Part One – The Build Up
August. In rural Wales that can only mean one thing. Showtime. And I’m not talking about dancing girls or West End musicals here. This is pure, steely competition, the once a year opportunity to settle personal vendettas over the size of one’s bull or the length of one’s runner beans (I’m sure Freud would have had a field day – pardon the pun – had he undertaken a field study – again, sorry – in a Welsh village during the summer). To the outsider, the village show is the quintessential image of quaint rural life, a community happily gathered together for the day to celebrate the fruits of communal labours. On the inside, however, the reality is oh so different. This is neighbour pitted against neighbour in a no-holes-barred fight for the glory.

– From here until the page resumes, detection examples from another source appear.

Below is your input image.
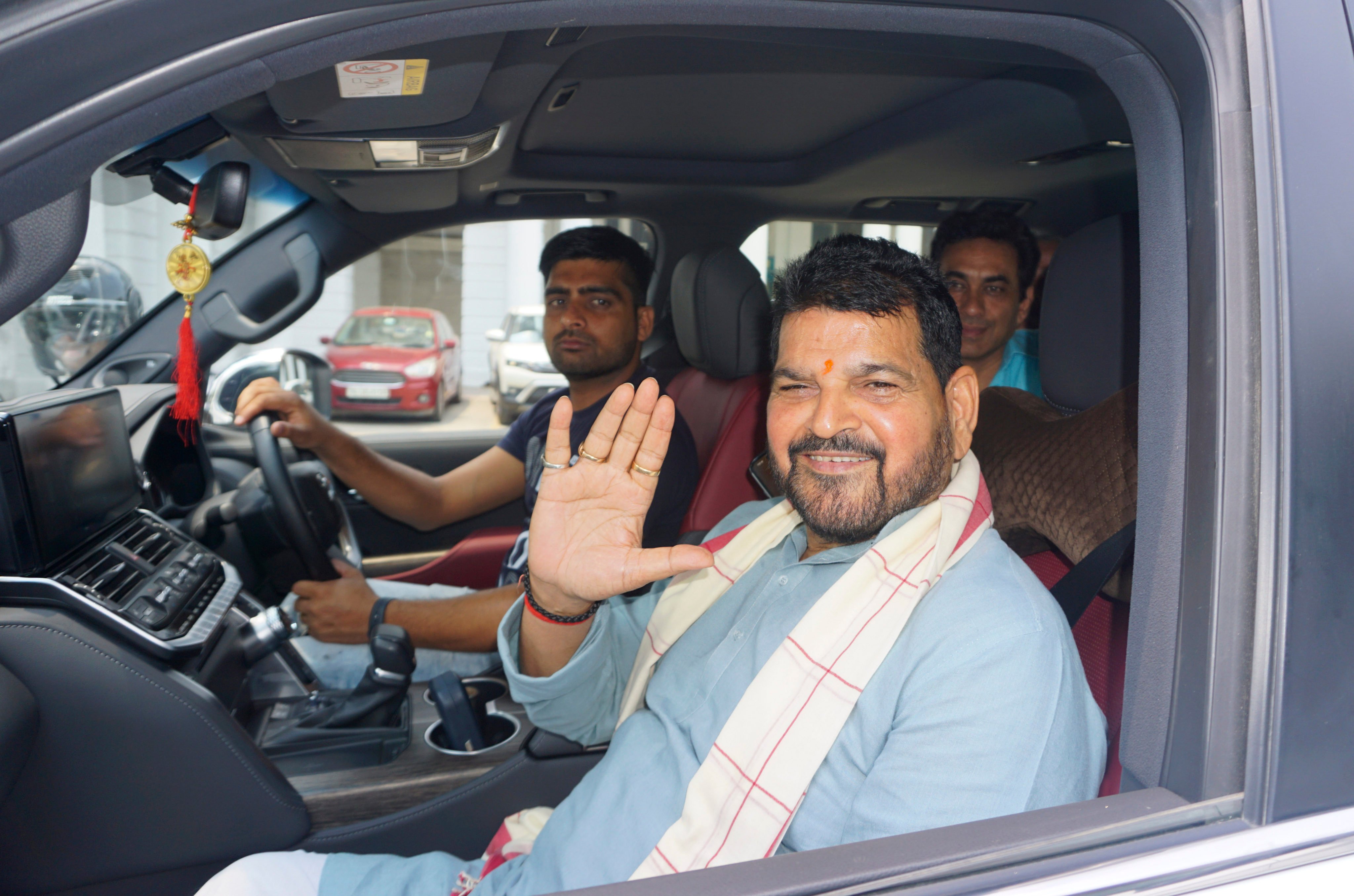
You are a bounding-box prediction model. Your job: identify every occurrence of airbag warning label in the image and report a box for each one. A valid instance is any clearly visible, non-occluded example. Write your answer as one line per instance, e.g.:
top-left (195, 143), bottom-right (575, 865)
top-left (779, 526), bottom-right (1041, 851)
top-left (335, 59), bottom-right (428, 99)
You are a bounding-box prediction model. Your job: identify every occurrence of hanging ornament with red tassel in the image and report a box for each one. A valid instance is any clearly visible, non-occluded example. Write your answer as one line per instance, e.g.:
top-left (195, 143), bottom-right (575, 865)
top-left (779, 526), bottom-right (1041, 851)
top-left (165, 187), bottom-right (211, 445)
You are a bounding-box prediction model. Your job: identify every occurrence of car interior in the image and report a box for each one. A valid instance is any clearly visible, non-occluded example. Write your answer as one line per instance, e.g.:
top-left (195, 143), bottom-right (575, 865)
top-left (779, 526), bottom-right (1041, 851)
top-left (0, 4), bottom-right (1246, 896)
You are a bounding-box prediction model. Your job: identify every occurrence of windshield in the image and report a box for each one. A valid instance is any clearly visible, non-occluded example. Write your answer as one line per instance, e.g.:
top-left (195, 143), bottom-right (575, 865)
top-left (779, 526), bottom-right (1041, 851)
top-left (508, 314), bottom-right (544, 342)
top-left (0, 132), bottom-right (306, 401)
top-left (335, 314), bottom-right (433, 348)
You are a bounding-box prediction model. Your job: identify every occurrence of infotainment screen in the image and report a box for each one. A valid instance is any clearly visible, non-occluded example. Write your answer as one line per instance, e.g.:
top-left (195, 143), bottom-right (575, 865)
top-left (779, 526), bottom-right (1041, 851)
top-left (12, 391), bottom-right (141, 563)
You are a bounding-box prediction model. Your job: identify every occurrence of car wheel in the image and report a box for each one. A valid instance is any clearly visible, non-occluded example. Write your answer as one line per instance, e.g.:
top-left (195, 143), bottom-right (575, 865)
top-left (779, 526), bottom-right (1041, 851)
top-left (494, 393), bottom-right (517, 426)
top-left (424, 383), bottom-right (447, 422)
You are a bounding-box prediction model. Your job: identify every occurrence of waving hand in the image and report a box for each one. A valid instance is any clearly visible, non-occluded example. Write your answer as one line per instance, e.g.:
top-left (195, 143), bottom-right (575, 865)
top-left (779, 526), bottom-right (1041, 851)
top-left (528, 379), bottom-right (712, 613)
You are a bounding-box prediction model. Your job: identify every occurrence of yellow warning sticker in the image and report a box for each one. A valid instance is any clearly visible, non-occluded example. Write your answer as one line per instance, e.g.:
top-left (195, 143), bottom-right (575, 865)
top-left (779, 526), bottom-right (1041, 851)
top-left (335, 59), bottom-right (428, 99)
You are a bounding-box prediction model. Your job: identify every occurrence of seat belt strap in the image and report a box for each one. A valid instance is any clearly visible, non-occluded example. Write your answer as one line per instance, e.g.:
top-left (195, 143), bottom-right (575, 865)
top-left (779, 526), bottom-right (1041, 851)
top-left (1049, 520), bottom-right (1137, 625)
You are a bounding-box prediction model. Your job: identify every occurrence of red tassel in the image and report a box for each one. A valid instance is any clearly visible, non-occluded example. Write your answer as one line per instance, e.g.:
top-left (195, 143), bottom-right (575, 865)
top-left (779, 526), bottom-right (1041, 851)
top-left (169, 295), bottom-right (202, 445)
top-left (169, 185), bottom-right (202, 445)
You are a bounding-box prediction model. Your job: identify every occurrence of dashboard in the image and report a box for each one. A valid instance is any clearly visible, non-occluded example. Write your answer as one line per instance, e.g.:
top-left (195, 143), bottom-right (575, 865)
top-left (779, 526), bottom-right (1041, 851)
top-left (0, 387), bottom-right (241, 659)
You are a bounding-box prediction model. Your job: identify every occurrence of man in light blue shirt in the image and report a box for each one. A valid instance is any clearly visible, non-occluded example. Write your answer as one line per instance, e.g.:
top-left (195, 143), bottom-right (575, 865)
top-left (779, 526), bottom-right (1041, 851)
top-left (932, 211), bottom-right (1044, 398)
top-left (202, 234), bottom-right (1106, 896)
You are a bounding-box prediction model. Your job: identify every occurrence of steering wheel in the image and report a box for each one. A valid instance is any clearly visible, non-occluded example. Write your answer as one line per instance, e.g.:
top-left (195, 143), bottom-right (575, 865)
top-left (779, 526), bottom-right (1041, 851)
top-left (249, 414), bottom-right (362, 582)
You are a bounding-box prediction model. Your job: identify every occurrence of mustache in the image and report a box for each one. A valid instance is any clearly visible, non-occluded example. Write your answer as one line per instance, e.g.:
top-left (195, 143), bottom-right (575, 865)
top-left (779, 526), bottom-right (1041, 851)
top-left (788, 432), bottom-right (886, 467)
top-left (551, 330), bottom-right (597, 345)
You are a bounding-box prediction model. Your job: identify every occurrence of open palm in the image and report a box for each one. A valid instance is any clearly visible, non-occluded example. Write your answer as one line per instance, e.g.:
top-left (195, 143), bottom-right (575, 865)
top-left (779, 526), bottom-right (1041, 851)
top-left (528, 379), bottom-right (712, 609)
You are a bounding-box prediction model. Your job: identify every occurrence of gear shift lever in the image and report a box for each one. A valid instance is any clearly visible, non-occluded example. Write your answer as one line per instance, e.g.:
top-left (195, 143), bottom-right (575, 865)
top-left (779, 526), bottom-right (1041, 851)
top-left (300, 625), bottom-right (416, 728)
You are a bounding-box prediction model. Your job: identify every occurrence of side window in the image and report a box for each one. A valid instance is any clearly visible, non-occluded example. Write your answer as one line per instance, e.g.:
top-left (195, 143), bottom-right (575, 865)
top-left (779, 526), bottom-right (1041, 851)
top-left (0, 138), bottom-right (307, 401)
top-left (209, 218), bottom-right (657, 433)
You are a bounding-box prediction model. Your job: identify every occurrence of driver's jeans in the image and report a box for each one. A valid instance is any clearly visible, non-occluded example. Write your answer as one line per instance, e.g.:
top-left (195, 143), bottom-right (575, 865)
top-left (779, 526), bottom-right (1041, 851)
top-left (282, 579), bottom-right (498, 687)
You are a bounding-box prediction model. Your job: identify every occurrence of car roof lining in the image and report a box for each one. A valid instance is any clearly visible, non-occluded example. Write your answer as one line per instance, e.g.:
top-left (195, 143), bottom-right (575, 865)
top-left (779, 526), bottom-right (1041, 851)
top-left (206, 26), bottom-right (1136, 234)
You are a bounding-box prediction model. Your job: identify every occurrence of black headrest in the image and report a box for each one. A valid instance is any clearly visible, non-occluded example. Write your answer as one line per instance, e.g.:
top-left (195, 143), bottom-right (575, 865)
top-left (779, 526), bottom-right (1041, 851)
top-left (1039, 215), bottom-right (1139, 411)
top-left (672, 245), bottom-right (771, 379)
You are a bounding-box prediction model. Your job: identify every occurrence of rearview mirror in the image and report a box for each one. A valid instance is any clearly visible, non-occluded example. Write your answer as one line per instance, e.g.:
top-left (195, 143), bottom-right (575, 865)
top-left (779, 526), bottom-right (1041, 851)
top-left (192, 162), bottom-right (249, 240)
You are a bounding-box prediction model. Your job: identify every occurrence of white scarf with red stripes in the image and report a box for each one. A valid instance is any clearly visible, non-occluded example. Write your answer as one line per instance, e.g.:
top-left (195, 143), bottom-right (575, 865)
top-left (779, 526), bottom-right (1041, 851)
top-left (617, 452), bottom-right (992, 880)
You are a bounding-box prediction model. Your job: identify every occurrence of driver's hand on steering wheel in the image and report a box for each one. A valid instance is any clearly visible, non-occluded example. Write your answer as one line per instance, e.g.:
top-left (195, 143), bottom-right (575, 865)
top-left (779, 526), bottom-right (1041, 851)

|The village show - highlight of the rural calendar|
Now, I grew up with this. The annual cycle of preparation, expectation and then euphoria or bitter disappointment depending on whether my miniature garden on a plate or animal made out of vegetables had caught the eye of the judge. The jittery nerves on the morning of the show as you very carefully lay out your exhibit on the trestle table in the marquee, surreptitiously eyeing up the competition and thinking, ‘yeah, mine shits all over that one, for sure’, followed by the seemingly interminable wait as the great white flaps are bound shut for the judging to take place. Three hours later the tent is stormed by expectant exhibitors, outwardly jovial and enjoying the day, but inwardly laser-focused on checking whether the all-important red, blue or yellow card is next to their jar of chutney or pom pom dahlia.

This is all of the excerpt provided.